Explaining Degenerative Disk Disease (DDD)
By Michael E. Pomykala PT, DPT, OCS, CSCS
What is DDD?
Your spine is made up of 33 vertebrae that are stacked on top of one another. Between each of these vertebrae is a rubbery piece of cartilage called an “intervertebral disk.” When we’re younger, the disk is made mostly of gelatin. As we age, and sometimes with injury, we start to lose some of that gelatin. The disk becomes flatter and less flexible and the volume of the disk decreases, resulting in less space between the vertebrae. Sometimes bone spurs form in response to this degeneration of the disk, which could make the spine stiff.
Often, this flattening and additional stiffness to the spine is not at all painful. However, in some cases, pain and inflammation happen when the rough surfaces of the vertebral joints rub together.
Who is at risk?
We are all at risk for DDD, especially as we age. DDD is the natural result of the stress and strain we put on our backs every day.
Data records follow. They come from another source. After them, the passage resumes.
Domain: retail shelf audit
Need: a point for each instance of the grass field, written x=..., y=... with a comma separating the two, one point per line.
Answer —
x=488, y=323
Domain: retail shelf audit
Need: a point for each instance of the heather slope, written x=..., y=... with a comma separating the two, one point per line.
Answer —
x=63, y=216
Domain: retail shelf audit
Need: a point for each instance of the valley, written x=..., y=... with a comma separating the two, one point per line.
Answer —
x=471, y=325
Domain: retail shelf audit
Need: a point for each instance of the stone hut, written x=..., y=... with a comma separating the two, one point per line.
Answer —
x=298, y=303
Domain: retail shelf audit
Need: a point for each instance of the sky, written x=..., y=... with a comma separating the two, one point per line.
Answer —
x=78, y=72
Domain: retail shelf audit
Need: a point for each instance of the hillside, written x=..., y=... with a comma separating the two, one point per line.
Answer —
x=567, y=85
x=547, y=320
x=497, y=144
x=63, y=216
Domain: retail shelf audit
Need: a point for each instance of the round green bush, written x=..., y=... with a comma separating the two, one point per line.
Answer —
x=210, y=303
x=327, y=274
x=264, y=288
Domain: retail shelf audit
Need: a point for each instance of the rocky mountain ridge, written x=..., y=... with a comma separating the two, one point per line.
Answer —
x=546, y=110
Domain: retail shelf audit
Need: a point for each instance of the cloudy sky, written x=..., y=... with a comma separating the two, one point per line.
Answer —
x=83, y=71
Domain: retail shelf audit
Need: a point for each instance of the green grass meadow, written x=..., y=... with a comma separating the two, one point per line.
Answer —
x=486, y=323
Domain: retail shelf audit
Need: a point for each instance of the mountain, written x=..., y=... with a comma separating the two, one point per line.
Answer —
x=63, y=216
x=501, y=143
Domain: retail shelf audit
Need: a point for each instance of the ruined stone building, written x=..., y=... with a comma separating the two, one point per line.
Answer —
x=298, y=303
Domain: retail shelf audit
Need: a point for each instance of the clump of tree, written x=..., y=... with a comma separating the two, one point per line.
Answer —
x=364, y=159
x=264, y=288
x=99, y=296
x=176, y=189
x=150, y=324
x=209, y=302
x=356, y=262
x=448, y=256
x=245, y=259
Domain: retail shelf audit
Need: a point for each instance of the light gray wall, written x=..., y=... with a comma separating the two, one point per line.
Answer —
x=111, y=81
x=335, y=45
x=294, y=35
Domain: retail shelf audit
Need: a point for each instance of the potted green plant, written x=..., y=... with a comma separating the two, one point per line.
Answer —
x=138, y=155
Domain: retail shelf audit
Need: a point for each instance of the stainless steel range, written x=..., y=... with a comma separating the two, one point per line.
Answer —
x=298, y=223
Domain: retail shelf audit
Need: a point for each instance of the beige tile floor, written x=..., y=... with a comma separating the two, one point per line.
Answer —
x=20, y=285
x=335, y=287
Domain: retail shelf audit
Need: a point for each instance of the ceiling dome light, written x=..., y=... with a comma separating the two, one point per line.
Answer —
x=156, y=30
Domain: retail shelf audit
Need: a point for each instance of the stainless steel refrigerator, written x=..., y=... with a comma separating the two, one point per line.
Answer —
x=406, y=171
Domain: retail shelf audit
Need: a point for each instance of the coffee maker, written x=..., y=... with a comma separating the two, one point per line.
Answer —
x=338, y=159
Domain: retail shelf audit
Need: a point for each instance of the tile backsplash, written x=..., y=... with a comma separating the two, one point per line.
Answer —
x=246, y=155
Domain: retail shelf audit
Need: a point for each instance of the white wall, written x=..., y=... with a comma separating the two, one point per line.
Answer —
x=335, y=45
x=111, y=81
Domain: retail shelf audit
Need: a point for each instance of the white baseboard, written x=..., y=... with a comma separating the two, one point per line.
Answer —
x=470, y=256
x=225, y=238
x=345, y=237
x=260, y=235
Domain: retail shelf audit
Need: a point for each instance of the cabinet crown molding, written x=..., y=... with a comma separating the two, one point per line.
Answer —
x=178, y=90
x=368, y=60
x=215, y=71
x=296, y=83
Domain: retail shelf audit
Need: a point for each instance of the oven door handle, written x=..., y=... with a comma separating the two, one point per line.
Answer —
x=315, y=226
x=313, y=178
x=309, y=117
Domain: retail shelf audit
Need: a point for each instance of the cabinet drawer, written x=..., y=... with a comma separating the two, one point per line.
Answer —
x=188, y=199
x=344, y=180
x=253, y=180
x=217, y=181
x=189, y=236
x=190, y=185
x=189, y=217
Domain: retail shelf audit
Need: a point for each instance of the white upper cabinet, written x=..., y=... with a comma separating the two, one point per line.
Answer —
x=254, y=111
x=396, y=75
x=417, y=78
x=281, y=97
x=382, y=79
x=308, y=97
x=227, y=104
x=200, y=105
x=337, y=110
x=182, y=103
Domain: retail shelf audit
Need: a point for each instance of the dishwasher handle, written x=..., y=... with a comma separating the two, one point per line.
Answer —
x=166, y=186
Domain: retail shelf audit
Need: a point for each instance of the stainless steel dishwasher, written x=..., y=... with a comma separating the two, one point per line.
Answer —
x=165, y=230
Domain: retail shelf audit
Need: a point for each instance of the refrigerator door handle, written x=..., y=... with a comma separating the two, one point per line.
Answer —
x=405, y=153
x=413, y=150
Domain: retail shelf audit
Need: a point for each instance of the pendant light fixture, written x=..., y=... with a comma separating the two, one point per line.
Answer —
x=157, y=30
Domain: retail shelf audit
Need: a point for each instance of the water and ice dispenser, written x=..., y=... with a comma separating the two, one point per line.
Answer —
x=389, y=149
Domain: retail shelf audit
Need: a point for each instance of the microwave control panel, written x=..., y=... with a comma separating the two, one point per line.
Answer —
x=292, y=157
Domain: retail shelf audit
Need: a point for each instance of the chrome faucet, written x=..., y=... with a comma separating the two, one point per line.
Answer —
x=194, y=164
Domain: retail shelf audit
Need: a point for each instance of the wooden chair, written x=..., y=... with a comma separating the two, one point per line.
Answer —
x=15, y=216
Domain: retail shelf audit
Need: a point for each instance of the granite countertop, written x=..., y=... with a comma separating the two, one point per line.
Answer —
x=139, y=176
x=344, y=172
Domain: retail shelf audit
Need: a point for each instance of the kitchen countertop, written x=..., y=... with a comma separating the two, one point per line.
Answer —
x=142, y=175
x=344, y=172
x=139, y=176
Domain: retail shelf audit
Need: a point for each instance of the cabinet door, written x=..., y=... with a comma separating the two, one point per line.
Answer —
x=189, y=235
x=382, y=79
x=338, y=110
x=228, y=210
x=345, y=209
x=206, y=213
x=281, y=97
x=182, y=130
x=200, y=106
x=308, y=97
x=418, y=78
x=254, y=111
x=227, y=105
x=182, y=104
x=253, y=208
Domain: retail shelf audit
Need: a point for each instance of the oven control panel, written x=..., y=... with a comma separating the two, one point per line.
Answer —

That said, you are more likely to develop DDD if you:
- Are obese
- Do heavy physical work
- Don’t get very much exercise
What are the signs?
DDD often manifests in mild to intense neck and back pain. The pain is often made worse by sitting, bending, and reaching. It may be worse first thing in the morning and after staying in any one position for a long time.
In severe cases, when DDD results in pressure on the nerve root, it can lead to numbness, tingling, and even weakness in the arms or legs.
How can Physical Therapy help?
Your Scerbo physical therapist will design a treatment program based on the evaluation of your DDD, and your personal goals. Your individualized treatment program may include specific exercises, such as:
- Stretching and flexibility exercises improve movement in the joints and muscles of your spine, arms, and legs. Improving motion in a joint is often the key to pain relief.
- Strengthening exercises for surrounding muscles, to help provide support for your spinal joints.
- Aerobic exercise such as walking, swimming, or taking a low-impact aerobics class, when done regularly can help relieve pain, promote a healthy body weight, and improve overall strength and mobility.
Your physical therapy program may also include manual (hands-on) therapy such as massage, as well as teaching you how to modify your posture and body mechanics to help relieve pain and manage your condition on a daily basis.
Your Scerbo Physical Therapist will work with you to help manage your DDD so you can continue in your desired daily activities and life roles.